Voters in November said an emphatic no to a tripling of property tax that would have restored $27.6 million to the city’s $212 million general fund budget. Fowler and many other residents say voters don’t trust city government to wisely spend a general tax increase and don’t believe the current cuts are the only way to balance a budget.
• Though officials and citizens put public safety above all in the budget, police and firefighting still lost more than $5.5 million this year. Positions that will go empty range from a domestic violence specialist to a deputy chief to juvenile offender officers. Fire squad 108 loses three firefighters. Putting the helicopters up for sale and eliminating the officers and a mechanic banked $877,000.
• Tourism outlets have attacked budget choices that hit them precisely as they’re struggling to draw choosy visitors to the West.
The city cut three economic-development positions, land-use planning, long-range strategic planning and zoning and neighborhood inspectors. It also repossessed a large portion of a dedicated lodgers and car rental tax rather than transfer it to the visitors’ bureau.
“It’s going to hurt. If they don’t at least market Colorado Springs, it doesn’t get the people here,” said Nancy Stovall, owner of Pine Creek Art Gallery on the tourism strip of Old Colorado City. Other states, such as New Mexico and Wyoming, will continue to market, and tourism losses will further erode city sales-tax revenue, merchants say.
• Turning out the lights, literally, is one of the high-profile trims aggravating some residents. The city-run Colorado Springs Utilities will shut down 8,000 to 10,000 of more than 24,000 streetlights, to save $1.2 million in energy and bulb replacement.
Hansen, the criminal-justice student, grows especially exasperated when recalling a scary incident a few years ago as she waited for a bus. She said a carload of drunken men approached her until the police helicopter that had been trailing them turned a spotlight on the men and chased them off. Now the helicopter is gone, and the streetlight she was waiting under is threatened as well.

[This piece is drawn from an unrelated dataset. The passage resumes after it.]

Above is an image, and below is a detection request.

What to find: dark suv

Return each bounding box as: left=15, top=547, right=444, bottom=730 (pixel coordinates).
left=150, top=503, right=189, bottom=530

“I don’t know a person in this city who doesn’t think that’s just the stupidest thing on the planet,” Hansen said. “Colorado Springs leaders put patches on problems and hope that will handle it.”
Employee pay criticized
Community business leaders have jumped into the budget debate, some questioning city spending on what they see as “Ferrari”-level benefits for employees and high salaries in middle management. Broadmoor luxury resort chief executive Steve Bartolin wrote an open letter asking why the city spends $89,000 per employee, when his enterprise has a similar number of workers and spends only $24,000 on each.
Businessman Fowler, saying he is now speaking for the task force Bartolin supports, said the city should study the Broadmoor’s use of seasonal employees and realistic manager pay.
“I don’t know if people are convinced that the water needed to be turned off in the parks, or the trash cans need to come out, or the lights need to go off,” Fowler said. “I think we’ll have a big turnover in City Council a year from April. Until we get a new group in there, people aren’t really going to believe much of anything.”
Mayor and council are part-time jobs in Colorado Springs, points out Mayor Rivera, that pay $6,250 a year ($250 extra for the mayor). “We have jobs, we pay taxes, we use services, just like they do,” Rivera said, acknowledging there is a “level of distrust” of public officials at many levels.
Rivera said he welcomes help from Bartolin, the private task force and any other source volunteering to rethink government. He is slightly encouraged, for now, that his monthly sales-tax reports are just ahead of budget predictions.
Officials across the city know their phone lines will light up as parks go brown, trash gathers in the weeds, and streets and alleys go dark.
“There’s a lot of anger, a lot of frustration about how governments spend their money,” Rivera said. “It’s not unique to Colorado Springs.”